L’indole buona la aiutava a comprendere, a non giudicare.
Con la nascita di Giovanni il tacito
legame tra la donna e Pietro si spezzò.
Pietro era geloso.
Tormentato da un livore sordo, spiava
Giovanni con occhi torvi. Se nessuno lo vedeva, lo sollevava dalla culla e lo
sbatteva a sinistra e a destra, a destra e a sinistra, rabbioso, fino a fargli
venire le convulsioni dal gran piangere. Conclusa la crudele terapia lo
rimetteva giù, si sporgeva su di lui con un’espressione da volpe in agguato e
aspettava. Una mano sopra il petto minuscolo, come per ninnarlo.

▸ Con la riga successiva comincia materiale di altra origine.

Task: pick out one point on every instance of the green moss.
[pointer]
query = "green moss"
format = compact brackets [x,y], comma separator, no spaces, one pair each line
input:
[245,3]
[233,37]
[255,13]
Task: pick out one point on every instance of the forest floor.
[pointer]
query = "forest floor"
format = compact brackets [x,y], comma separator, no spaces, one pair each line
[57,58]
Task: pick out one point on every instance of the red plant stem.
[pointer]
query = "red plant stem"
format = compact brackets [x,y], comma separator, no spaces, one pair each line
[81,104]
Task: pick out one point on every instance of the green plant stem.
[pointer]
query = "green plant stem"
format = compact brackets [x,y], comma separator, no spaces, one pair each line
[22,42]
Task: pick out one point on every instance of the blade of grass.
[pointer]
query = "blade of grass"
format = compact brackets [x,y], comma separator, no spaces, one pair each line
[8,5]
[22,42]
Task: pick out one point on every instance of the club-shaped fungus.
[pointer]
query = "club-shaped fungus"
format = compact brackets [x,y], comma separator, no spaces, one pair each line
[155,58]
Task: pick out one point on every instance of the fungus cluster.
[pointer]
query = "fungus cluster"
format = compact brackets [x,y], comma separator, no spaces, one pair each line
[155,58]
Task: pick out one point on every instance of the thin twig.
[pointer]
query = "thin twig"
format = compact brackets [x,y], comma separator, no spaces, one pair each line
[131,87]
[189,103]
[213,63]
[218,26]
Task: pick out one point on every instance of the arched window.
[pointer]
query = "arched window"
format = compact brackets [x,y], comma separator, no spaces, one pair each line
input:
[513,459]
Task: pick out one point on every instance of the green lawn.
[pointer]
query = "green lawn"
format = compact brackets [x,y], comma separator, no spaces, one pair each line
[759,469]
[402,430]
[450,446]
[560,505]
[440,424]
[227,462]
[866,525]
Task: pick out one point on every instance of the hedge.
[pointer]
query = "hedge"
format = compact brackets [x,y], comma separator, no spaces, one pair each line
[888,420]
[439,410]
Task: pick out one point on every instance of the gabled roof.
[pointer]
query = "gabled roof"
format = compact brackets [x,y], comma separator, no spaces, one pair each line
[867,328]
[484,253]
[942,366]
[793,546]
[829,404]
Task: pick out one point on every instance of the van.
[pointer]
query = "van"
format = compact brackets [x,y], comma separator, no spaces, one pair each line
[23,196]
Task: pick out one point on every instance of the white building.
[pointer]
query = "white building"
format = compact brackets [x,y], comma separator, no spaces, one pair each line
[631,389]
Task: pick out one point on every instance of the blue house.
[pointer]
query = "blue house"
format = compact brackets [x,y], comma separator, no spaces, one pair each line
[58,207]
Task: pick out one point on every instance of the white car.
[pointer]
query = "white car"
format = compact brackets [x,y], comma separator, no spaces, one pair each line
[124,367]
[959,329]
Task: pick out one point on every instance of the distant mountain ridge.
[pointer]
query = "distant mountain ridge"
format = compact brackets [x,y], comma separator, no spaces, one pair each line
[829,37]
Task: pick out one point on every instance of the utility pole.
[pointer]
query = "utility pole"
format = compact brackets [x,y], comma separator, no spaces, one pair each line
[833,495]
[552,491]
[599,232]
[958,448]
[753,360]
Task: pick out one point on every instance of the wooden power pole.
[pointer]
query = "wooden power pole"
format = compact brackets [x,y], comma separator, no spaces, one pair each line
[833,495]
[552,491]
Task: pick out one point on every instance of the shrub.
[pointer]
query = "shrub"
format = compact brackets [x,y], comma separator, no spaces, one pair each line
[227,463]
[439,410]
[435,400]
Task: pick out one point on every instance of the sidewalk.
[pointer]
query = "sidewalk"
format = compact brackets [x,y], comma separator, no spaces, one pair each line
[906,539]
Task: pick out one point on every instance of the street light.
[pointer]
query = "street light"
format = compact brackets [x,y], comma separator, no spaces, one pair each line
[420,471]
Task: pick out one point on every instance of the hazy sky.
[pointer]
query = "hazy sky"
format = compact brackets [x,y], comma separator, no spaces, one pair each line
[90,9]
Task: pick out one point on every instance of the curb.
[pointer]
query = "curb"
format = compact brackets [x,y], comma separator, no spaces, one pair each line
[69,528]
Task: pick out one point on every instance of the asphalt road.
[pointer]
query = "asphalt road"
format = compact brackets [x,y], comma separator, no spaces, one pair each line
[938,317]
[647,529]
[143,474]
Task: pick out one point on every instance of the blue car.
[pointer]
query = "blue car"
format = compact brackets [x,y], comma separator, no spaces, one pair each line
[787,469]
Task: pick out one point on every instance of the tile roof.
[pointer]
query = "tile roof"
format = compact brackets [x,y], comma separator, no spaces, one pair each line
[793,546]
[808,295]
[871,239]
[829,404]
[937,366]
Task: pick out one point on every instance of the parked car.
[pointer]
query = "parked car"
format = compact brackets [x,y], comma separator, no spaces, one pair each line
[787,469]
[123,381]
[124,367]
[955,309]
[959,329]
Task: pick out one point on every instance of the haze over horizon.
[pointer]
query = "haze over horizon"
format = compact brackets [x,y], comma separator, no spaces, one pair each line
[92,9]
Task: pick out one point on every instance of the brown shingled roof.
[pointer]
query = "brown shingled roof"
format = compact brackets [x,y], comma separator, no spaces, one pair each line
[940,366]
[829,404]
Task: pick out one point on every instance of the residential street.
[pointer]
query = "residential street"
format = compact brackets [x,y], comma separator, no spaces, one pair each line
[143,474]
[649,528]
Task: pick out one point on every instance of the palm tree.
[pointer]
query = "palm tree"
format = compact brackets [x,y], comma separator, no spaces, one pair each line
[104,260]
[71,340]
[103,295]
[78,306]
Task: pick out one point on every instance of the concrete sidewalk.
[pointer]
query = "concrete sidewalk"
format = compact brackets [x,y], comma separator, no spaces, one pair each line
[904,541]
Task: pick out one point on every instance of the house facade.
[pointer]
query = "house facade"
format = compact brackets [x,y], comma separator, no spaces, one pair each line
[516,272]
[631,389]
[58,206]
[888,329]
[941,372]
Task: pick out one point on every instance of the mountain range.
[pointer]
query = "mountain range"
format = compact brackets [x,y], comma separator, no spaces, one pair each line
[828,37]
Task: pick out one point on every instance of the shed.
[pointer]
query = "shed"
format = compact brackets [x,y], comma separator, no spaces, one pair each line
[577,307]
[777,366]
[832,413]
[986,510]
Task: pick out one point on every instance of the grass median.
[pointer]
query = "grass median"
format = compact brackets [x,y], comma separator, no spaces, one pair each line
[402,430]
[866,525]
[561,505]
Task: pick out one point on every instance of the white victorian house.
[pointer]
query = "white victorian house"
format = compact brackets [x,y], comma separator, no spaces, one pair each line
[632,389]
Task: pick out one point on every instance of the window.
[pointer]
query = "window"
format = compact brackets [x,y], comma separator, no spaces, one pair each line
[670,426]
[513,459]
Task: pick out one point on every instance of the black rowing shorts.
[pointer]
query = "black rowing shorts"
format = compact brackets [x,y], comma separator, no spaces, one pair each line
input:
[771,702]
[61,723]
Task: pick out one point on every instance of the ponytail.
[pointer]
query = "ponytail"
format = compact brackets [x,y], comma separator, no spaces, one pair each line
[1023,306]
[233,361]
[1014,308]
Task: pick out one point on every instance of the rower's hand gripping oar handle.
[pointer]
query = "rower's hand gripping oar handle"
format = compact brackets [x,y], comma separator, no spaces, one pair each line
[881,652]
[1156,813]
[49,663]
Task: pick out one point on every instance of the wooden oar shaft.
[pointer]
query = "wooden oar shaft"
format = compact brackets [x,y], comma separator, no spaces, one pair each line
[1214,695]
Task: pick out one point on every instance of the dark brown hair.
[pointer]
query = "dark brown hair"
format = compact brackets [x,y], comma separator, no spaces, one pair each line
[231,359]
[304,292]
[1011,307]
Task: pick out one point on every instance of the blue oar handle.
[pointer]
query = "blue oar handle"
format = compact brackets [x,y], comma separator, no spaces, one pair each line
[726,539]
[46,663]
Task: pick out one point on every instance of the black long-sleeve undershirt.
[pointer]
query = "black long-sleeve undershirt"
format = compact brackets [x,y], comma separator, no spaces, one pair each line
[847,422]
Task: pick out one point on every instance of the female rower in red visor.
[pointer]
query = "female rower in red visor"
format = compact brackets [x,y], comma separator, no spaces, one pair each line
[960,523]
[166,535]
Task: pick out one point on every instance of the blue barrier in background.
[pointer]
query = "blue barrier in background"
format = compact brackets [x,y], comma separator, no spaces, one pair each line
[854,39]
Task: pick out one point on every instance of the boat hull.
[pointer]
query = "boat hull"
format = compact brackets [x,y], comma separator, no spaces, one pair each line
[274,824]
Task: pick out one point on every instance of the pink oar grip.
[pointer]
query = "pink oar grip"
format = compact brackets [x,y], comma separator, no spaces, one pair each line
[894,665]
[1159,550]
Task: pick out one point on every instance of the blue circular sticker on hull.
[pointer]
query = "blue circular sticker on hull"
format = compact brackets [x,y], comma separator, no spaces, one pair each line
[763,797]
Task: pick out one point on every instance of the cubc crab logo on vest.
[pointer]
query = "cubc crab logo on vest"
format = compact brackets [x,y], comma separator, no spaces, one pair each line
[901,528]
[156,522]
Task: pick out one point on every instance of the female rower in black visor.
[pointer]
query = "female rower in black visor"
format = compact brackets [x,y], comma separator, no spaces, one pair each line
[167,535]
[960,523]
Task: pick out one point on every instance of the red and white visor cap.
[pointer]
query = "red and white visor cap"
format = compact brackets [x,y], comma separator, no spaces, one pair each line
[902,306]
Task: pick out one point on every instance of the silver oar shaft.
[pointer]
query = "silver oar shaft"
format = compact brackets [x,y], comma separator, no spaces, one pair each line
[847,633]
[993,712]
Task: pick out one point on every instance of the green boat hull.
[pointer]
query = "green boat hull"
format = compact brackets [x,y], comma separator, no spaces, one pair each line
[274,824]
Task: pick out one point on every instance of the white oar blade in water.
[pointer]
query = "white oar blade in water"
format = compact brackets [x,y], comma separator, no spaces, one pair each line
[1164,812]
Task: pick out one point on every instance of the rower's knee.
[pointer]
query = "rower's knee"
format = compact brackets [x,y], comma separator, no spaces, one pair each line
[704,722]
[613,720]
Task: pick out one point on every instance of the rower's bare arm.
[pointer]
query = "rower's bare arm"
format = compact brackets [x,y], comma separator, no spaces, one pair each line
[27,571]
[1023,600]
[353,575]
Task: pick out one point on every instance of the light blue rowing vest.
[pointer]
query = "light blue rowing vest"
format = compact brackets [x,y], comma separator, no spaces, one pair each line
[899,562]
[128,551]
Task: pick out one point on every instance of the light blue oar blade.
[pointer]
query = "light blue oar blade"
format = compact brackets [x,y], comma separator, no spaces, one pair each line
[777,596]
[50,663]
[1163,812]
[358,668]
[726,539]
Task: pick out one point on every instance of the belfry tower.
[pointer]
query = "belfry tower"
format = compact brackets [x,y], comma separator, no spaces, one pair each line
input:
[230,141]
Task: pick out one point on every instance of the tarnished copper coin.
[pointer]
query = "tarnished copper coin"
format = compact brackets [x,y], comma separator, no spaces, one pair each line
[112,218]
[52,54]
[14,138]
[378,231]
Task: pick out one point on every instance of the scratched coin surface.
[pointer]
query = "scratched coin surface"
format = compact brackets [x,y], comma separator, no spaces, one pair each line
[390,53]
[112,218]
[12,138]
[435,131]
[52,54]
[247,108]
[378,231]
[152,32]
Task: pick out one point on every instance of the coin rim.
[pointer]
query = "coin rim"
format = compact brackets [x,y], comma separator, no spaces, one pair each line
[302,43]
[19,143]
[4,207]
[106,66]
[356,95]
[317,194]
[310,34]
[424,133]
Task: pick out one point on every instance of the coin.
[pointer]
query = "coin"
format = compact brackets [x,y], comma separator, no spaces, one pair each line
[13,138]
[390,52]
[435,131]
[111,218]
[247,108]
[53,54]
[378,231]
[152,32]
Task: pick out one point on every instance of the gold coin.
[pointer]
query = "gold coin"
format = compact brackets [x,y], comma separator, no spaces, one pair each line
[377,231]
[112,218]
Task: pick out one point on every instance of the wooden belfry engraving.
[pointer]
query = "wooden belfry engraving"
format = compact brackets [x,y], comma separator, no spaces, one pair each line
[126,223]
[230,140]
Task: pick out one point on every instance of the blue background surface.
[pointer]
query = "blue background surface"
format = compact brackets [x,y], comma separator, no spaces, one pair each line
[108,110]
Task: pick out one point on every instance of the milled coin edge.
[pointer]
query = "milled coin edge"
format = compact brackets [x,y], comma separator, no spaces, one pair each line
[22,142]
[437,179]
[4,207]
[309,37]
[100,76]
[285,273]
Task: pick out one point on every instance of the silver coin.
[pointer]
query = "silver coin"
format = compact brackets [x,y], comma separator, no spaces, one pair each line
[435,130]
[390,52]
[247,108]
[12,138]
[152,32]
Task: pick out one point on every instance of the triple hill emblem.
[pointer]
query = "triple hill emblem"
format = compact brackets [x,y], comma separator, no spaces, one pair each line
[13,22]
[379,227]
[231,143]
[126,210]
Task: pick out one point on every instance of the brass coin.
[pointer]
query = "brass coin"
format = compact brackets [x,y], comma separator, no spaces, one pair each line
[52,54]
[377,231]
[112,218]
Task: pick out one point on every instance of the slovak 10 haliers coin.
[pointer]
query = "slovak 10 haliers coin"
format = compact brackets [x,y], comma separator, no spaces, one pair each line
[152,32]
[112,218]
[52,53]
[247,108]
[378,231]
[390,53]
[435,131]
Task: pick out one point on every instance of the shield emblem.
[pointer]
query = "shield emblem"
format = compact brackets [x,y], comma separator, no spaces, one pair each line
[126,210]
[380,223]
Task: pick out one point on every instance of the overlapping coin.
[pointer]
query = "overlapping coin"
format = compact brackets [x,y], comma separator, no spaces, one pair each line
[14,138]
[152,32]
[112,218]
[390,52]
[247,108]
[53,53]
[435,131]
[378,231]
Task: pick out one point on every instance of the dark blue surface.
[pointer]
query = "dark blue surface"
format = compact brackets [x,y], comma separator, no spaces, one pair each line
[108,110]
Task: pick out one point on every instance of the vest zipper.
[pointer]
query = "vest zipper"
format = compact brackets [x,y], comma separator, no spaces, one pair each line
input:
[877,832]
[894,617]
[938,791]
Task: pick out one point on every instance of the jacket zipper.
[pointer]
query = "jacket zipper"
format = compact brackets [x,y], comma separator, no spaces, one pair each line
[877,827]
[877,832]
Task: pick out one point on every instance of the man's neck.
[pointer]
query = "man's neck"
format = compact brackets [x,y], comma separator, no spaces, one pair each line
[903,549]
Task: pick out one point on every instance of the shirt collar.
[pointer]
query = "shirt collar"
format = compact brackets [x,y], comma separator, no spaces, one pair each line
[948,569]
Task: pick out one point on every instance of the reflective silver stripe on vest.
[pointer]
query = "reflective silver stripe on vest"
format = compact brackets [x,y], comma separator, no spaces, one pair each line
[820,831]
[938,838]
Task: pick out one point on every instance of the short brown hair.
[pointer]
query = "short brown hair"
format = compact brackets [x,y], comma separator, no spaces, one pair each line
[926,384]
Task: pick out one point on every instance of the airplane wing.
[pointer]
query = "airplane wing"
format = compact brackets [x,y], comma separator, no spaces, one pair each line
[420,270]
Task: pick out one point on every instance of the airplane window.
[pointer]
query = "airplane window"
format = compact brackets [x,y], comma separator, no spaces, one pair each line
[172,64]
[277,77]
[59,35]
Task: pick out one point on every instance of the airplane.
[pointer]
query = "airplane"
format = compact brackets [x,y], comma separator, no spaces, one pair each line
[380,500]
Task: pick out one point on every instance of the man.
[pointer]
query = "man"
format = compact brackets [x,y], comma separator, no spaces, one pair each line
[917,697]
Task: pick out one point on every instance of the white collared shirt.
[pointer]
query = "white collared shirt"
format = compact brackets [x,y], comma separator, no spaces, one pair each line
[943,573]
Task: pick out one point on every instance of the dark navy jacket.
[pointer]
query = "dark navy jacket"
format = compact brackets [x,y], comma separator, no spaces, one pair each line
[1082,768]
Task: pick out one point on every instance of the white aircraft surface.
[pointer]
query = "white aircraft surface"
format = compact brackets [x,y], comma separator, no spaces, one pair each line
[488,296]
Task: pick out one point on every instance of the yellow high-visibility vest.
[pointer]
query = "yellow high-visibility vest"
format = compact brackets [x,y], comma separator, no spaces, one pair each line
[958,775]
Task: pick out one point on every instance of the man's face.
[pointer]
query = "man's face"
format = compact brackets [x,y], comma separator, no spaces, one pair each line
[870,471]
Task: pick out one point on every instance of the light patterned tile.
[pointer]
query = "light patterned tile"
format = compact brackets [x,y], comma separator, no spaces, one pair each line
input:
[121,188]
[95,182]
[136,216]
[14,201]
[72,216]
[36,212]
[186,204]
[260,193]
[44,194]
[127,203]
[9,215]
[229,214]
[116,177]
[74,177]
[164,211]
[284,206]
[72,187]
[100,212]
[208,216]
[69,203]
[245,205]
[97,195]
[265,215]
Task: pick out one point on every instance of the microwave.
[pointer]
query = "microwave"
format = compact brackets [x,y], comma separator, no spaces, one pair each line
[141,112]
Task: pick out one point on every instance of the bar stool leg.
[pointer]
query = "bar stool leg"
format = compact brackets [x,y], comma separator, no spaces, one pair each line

Fino alla comparsa di Serena che se lo stringeva al seno ringraziando Pietro
delle premure con un ammiccare di palpebre.
Allora Pietro ammattiva.
Quell’usurpatore gli aveva portato
via l’unico amore mai conosciuto! Non c’era fine all’infelicità.
Era solo con se stesso.
E da solo se ne sarebbe occupato.
Li avrebbe fatti tornare lui, quei
maledetti conti!
Bastava avere pazienza.
Appena Giovanni imparò a camminare,
Pietro incominciò a strattonarlo, a urtarlo, a spintonarlo con le dita rigide
per fargli perdere l’equilibrio, accertandosi di sottecchi che non lo
cogliessero in flagranza di misfatto.
E Giovanni piangeva.
Piangeva tanto che i genitori lo
fecero visitare. Temevano un malanno grave. Fu loro assicurato che stava bene.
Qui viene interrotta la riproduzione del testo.